Nitric oxide (NO(*)) competitively inhibits oxygen consumption by mitochondria at cytochrome c oxidase and S-nitrosates thiol proteins. We developed mitochondria-targeted S-nitrosothiols (MitoSNOs) that selectively modulate and protect mitochondrial function. The exemplar MitoSNO1, produced by covalently linking an S-nitrosothiol to the lipophilic triphenylphosphonium cation, was rapidly and extensively accumulated within mitochondria, driven by the membrane potential, where it generated NO(*) and S-nitrosated thiol proteins. MitoSNO1-induced NO(*) production reversibly inhibited respiration at cytochrome c oxidase and increased extracellular oxygen concentration under hypoxic conditions.

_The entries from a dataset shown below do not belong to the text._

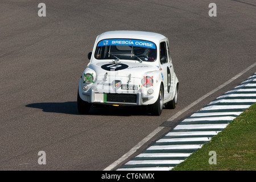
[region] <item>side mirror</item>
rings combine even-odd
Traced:
[[[161,64],[164,64],[164,63],[166,63],[166,56],[162,56],[161,59],[160,59],[160,63],[161,63]]]
[[[89,53],[88,53],[88,59],[90,59],[90,58],[92,57],[92,52],[90,52]]]

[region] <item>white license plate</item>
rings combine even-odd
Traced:
[[[137,90],[138,86],[135,85],[122,85],[122,89],[123,90]]]

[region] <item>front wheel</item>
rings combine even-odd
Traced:
[[[163,111],[163,85],[160,86],[159,94],[158,96],[158,98],[155,104],[150,105],[151,111],[152,115],[161,115],[162,111]]]
[[[90,103],[84,101],[79,96],[77,92],[77,109],[79,113],[82,114],[88,114],[92,104]]]

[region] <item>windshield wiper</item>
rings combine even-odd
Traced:
[[[118,57],[117,57],[117,56],[115,56],[115,55],[114,55],[112,53],[110,52],[110,50],[111,50],[111,44],[109,45],[109,57],[110,57],[110,55],[113,56],[114,57],[115,57],[115,59],[117,59],[117,60],[115,60],[114,62],[115,64],[117,64],[117,61],[119,61],[120,60],[120,59],[119,59]]]
[[[133,46],[131,46],[131,57],[133,57]],[[134,54],[134,56],[135,56],[137,58],[138,58],[138,59],[139,59],[139,63],[142,63],[143,61],[141,60],[141,58],[139,58],[139,57],[138,57],[137,56],[136,56],[135,54]]]
[[[142,60],[141,59],[141,58],[139,58],[139,57],[138,57],[137,56],[136,56],[135,55],[134,55],[134,56],[135,56],[137,58],[138,58],[138,59],[139,59],[139,60],[137,60],[137,61],[138,61],[139,63],[142,63]]]

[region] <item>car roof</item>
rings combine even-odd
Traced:
[[[159,40],[166,39],[166,37],[162,34],[154,32],[140,31],[119,30],[102,33],[98,36],[97,41],[107,39],[141,39],[158,43]]]

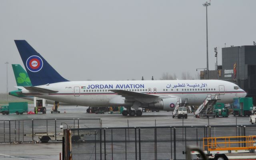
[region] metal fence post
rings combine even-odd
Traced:
[[[198,136],[197,128],[196,128],[196,146],[198,146]]]
[[[102,131],[101,129],[100,129],[100,160],[102,160],[102,148],[101,146],[101,143],[102,143]]]
[[[172,127],[170,127],[171,130],[171,159],[172,159]]]
[[[173,152],[174,153],[174,160],[176,160],[176,128],[175,127],[173,128],[173,139],[174,141],[174,149],[173,151]]]
[[[56,127],[57,126],[56,125],[56,119],[55,119],[55,141],[57,140],[57,137],[56,137],[56,136],[57,136],[57,131],[56,131]],[[68,129],[68,128],[67,128]]]
[[[105,158],[105,160],[106,160],[106,129],[104,128],[104,157]]]
[[[140,150],[140,128],[139,128],[139,160],[141,159]]]
[[[34,141],[34,120],[32,119],[32,141]]]
[[[129,130],[129,129],[128,129]],[[127,159],[127,146],[126,141],[126,128],[125,128],[125,160]]]
[[[9,141],[10,143],[11,143],[11,122],[10,120],[9,120]]]
[[[113,159],[113,130],[112,129],[111,129],[111,151],[112,159]]]
[[[18,140],[20,142],[20,120],[19,120],[19,136],[18,136]]]
[[[4,142],[5,142],[5,121],[4,120]]]
[[[96,160],[96,131],[94,131],[94,141],[95,142],[95,160]]]

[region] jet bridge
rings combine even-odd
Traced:
[[[213,111],[214,109],[214,105],[218,100],[220,100],[220,94],[215,94],[213,98],[212,98],[212,95],[208,94],[207,97],[204,100],[202,104],[195,112],[196,118],[206,117],[212,116],[215,118],[215,114]]]

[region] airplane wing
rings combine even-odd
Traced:
[[[24,86],[23,87],[24,87],[27,90],[32,90],[33,91],[41,93],[56,93],[58,92],[56,90],[51,90],[48,89],[42,88],[40,87],[33,87],[32,86]]]
[[[110,90],[117,93],[118,95],[124,97],[125,98],[124,101],[126,102],[134,102],[135,101],[138,101],[141,103],[150,103],[162,99],[176,98],[170,96],[158,96],[122,90]]]
[[[126,98],[156,98],[158,96],[152,94],[146,94],[145,93],[138,93],[134,92],[121,90],[111,90],[111,91],[117,93],[117,94],[122,96]]]

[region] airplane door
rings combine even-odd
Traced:
[[[151,93],[151,88],[149,88],[148,90],[148,93]]]
[[[80,96],[80,87],[74,87],[74,95],[76,96]]]
[[[223,85],[219,86],[220,94],[225,94],[225,87]]]
[[[156,93],[156,88],[154,88],[154,93]]]

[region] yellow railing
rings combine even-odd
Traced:
[[[203,146],[209,151],[256,149],[255,138],[256,136],[205,138]]]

MitoSNO1 also caused vasorelaxation due to its NO(*) generation. Infusion of MitoSNO1 during reperfusion was protective against heart ischemia-reperfusion injury, consistent with a functional modification of mitochondrial proteins, such as complex I, following S-nitrosation. These results support the idea that selectively targeting NO(*) donors to mitochondria is an effective strategy to reversibly modulate respiration and to protect mitochondria against ischemia-reperfusion injury.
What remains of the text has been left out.